Das Lymphsystem ist das wichtigste Organ unseres Körpers, das die Schutzfunktionen des Organismus vor Fremdstoffen erfüllt, darunter Gifte und Toxine. Es ist verantwortlich für den Prozess der Resorption aus den Geweben im Rahmen des Stoffwechsels und des Wasserhaushalts und trägt zur Ausscheidung von Schlacken bei.

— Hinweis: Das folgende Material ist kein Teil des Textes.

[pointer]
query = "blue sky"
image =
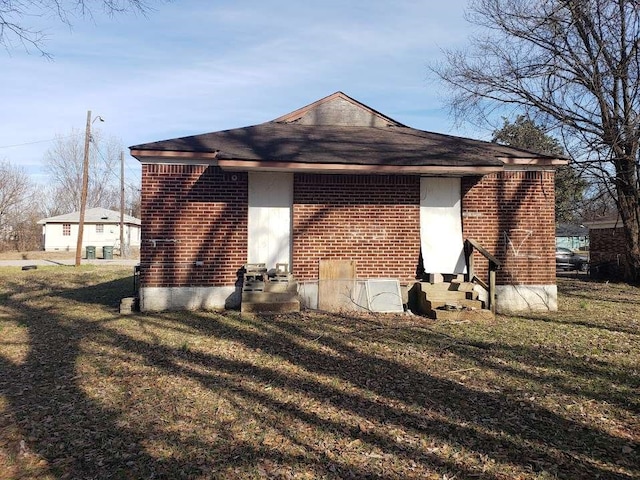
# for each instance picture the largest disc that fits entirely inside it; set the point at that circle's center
(192, 67)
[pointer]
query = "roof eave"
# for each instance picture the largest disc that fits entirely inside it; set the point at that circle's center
(346, 168)
(536, 161)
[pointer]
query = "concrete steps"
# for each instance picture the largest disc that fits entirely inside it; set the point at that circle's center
(269, 292)
(447, 300)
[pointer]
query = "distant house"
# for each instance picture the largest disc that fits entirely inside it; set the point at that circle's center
(101, 228)
(607, 247)
(574, 237)
(337, 183)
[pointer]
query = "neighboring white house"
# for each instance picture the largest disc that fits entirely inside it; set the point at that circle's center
(101, 228)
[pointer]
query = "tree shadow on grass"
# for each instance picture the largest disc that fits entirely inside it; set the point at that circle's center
(81, 438)
(466, 410)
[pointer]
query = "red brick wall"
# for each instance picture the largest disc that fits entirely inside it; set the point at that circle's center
(205, 210)
(512, 215)
(374, 220)
(607, 252)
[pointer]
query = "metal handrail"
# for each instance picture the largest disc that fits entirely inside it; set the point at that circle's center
(494, 264)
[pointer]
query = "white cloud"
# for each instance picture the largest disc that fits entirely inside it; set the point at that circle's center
(196, 66)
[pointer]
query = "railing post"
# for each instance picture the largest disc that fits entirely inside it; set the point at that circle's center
(468, 251)
(492, 287)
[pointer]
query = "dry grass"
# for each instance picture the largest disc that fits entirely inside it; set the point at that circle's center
(87, 393)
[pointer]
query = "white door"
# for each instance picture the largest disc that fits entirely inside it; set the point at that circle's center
(270, 201)
(441, 225)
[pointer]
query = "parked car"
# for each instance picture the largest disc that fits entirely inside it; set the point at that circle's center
(567, 259)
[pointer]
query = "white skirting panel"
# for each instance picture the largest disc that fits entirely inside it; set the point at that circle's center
(270, 200)
(441, 225)
(158, 299)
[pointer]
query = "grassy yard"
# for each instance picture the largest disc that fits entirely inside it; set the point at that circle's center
(87, 393)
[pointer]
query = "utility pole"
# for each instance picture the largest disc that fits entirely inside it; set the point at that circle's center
(123, 250)
(85, 186)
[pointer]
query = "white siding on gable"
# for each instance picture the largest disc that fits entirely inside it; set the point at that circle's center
(441, 225)
(270, 201)
(339, 111)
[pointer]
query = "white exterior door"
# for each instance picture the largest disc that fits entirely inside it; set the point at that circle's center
(441, 225)
(270, 202)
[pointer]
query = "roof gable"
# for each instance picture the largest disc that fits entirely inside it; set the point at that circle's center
(92, 215)
(338, 109)
(338, 134)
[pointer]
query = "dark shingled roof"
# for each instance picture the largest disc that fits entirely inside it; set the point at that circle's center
(338, 130)
(341, 144)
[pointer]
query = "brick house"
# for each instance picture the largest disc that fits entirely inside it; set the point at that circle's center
(335, 181)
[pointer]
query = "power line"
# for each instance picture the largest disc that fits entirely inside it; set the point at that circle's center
(109, 168)
(37, 141)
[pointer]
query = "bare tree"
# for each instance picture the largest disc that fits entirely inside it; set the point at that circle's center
(572, 64)
(18, 213)
(16, 15)
(64, 162)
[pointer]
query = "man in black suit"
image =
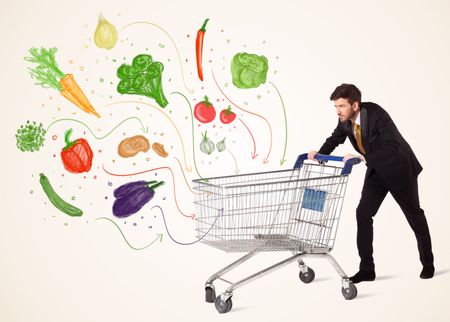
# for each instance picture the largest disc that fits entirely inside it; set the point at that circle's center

Jede Störung in der Funktion des Lymphsystems führt zum Auftreten von Wassereinlagerungen (Flüssigkeitsretention im Organismus) sowie zu einer Vergiftung durch Abbauprodukte alternder Gewebestrukturen (Viren, Mikroben und mediale sowie äußere Toxine). Funktionsstörungen des Lymphsystems ziehen nicht nur kosmetische Probleme nach sich (wie Übergewicht, Cellulitis, Wassereinlagerungen und ungesunde Hautfarbe), sondern auch weitere gesundheitliche Beeinträchtigungen: eine Schwächung der Immunität, Kopfschmerzen, vermehrte Müdigkeit und reduzierte Arbeitsfähigkeit.

Während des Pressotherapie-Verfahrens wird die Lympfebewegung vom Zentrum zu den peripheren Bereichen aktiviert, wodurch sie verdünnt wird. Anschließend wird der Lymphabfluss wiederhergestellt, was zur Reinigung des Venenbluts, zur Verbesserung der Homöostase, zur Verringerung der Muskelbelastung sowie zur Reduktion der Hypoxie und zur Wiederherstellung des Wasserhaushalts im Organismus beiträgt.

Das Pressotherapie-Verfahren

Der Apparat für die Durchführung von Pressotherapie wurde vom niederländischen Wissenschaftler Van der Molen entwickelt, der die Wechselwirkung zwischen dem rhythmisch unterbrochenen Blutdruck auf den Gliedmaßen und dem Ergebnis aus den Geweben des überschüssigen Lymphflusses erforschte. Nach Ansicht dieses Wissenschaftlers kann dieser Prozess Patienten helfen, die an Hauterschlaffung, Cellulitis, Fettansammlung sowie Venenwassereinlagerungen leiden.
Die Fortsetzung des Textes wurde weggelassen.